Spotify hat weltweit 188 Millionen zahlende Abonnenten. Selbst einen Bruchteil von ihnen dazu zu bringen, Hörbücher zu kaufen, könnte Millionen neuer Hörer für Bücher bedeuten.
„Es bringt mehr Wettbewerb auf den Markt“, sagte Chris Lynch, Präsident und Herausgeber der Audioabteilung bei Simon & Schuster. „Und die Einführung einer weiteren großen Verkaufsstelle mit einem eingebauten Hörpublikum ist eine großartige Sache.“
Dennoch ist unklar, wie sich Spotify-Benutzer daran gewöhnen werden, Bücher einzeln zu bezahlen, wenn viele daran gewöhnt sind, Musik und Shows kostenlos oder über ein monatliches Abonnement auf der Plattform zu streamen. Während Spotify durch Gespräche mit Verlagen festgestellt hat, dass À-la-carte-Verkäufe am sinnvollsten sind, plant das Unternehmen, in Zukunft mit anderen Modellen zu experimentieren, möglicherweise einschließlich eines, das Werbung beinhalten würde, sagte Zicherman.
Hörbuchhörer hatten bereits mehrere Plattformen zur Auswahl, darunter Apple, Google und libro.fm, das digitale Hörbücher für unabhängige Buchhändler vertreibt. Audible, die Audioproduktions- und Verkaufsplattform von Amazon, ist mit mehr als 760.000 Titeln, darunter Tausende von Audio-Originalen, der mit Abstand größte Hörbuchhändler. Ein Großteil des Geschäfts des Unternehmens erfolgt in Form eines monatlichen oder jährlichen Mitgliedschaftsplans, der den Hörern eine bestimmte Anzahl von Credits gibt, die für Hörbücher eingelöst werden können.
Der Vorstandsvorsitzende von Spotify, Daniel Ek, hat angedeutet, dass das Unternehmen bereit ist, stark zu investieren, um mit Audible konkurrieren zu können. „Genauso wie wir es beim Podcasting getan haben, erwarten Sie, dass wir spielen, um zu gewinnen“, sagte Ek während einer Präsentation vor Investoren im Juni. „Und da ein Hauptakteur den Raum dominiert, glauben wir, dass wir den Markt erweitern und Werte für Benutzer und Entwickler gleichermaßen schaffen werden.“
Spotify hatte bereits einige Fortschritte in der Hörbuch-Arena gemacht. In diesem Sommer schlossen sie einen Vertrag zum Kauf des Hörbuch-Erstellers und -Vertreibers Findaway ab, der mehr als 325.000 Hörbücher vertreibt, für 119 Millionen US-Dollar.
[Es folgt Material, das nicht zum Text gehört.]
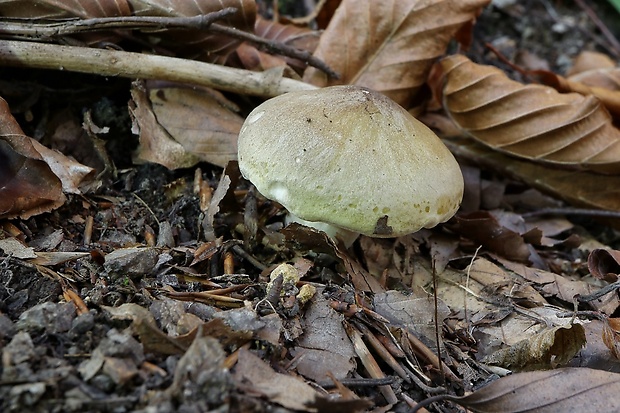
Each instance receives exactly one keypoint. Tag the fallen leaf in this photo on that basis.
(550, 348)
(579, 188)
(28, 186)
(253, 373)
(566, 390)
(604, 264)
(532, 122)
(611, 335)
(389, 46)
(483, 228)
(181, 126)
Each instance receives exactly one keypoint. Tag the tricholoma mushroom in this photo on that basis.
(351, 159)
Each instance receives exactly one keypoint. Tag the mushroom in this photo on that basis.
(349, 161)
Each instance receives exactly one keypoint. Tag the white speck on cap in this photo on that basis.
(352, 158)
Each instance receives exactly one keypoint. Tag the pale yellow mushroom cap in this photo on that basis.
(352, 158)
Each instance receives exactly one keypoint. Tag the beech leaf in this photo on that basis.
(533, 122)
(566, 390)
(389, 46)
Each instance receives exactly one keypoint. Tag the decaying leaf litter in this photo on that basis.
(127, 285)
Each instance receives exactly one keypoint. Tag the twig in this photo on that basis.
(138, 65)
(363, 382)
(275, 48)
(45, 31)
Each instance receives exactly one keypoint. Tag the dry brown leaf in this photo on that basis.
(588, 60)
(389, 46)
(579, 188)
(530, 121)
(258, 376)
(27, 184)
(563, 288)
(483, 228)
(566, 390)
(201, 120)
(610, 98)
(604, 264)
(611, 335)
(180, 127)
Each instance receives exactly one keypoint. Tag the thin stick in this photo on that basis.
(201, 22)
(138, 65)
(43, 31)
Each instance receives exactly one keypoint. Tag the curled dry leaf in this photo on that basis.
(27, 184)
(550, 348)
(389, 46)
(604, 264)
(611, 335)
(181, 126)
(485, 229)
(530, 121)
(580, 188)
(567, 390)
(588, 60)
(609, 98)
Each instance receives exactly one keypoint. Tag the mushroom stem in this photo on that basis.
(336, 233)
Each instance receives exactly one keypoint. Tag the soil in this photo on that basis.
(49, 346)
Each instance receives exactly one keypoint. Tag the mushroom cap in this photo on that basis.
(352, 158)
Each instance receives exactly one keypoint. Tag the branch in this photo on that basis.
(45, 31)
(136, 65)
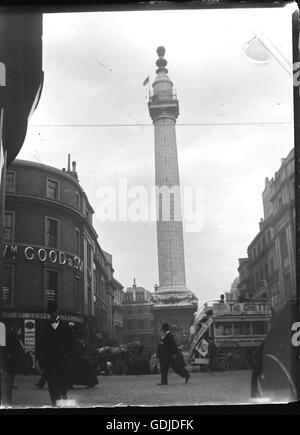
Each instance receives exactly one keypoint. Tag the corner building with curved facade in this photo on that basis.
(51, 253)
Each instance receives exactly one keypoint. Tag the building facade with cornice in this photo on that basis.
(138, 318)
(51, 252)
(269, 271)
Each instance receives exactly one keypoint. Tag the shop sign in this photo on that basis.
(42, 316)
(2, 334)
(242, 308)
(29, 337)
(44, 255)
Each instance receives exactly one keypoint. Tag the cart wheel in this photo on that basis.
(230, 357)
(250, 358)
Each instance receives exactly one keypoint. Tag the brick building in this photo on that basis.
(269, 271)
(138, 318)
(51, 253)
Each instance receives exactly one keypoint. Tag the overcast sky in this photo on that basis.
(95, 64)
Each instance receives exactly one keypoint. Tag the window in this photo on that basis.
(52, 232)
(8, 229)
(89, 256)
(51, 286)
(287, 283)
(52, 189)
(89, 294)
(266, 270)
(139, 296)
(77, 242)
(257, 281)
(241, 328)
(260, 328)
(77, 201)
(283, 244)
(7, 288)
(224, 328)
(261, 274)
(10, 181)
(160, 205)
(172, 214)
(77, 294)
(129, 297)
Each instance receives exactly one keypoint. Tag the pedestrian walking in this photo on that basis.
(15, 354)
(170, 356)
(43, 379)
(54, 350)
(212, 350)
(82, 371)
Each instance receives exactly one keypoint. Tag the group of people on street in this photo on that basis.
(61, 358)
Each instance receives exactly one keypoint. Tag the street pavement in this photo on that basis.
(232, 387)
Bei einer Präsentation vor Investoren in diesem Sommer äußerten sich Spotify-Führungskräfte optimistisch in die Zukunft des Mediums und sagten, sie erwarten, dass der Hörbuchmarkt in den nächsten fünf Jahren von seiner derzeitigen Größe von 3,3 Milliarden US-Dollar auf 15 Milliarden US-Dollar wachsen wird.
Ben Sisario trug zur Berichterstattung bei.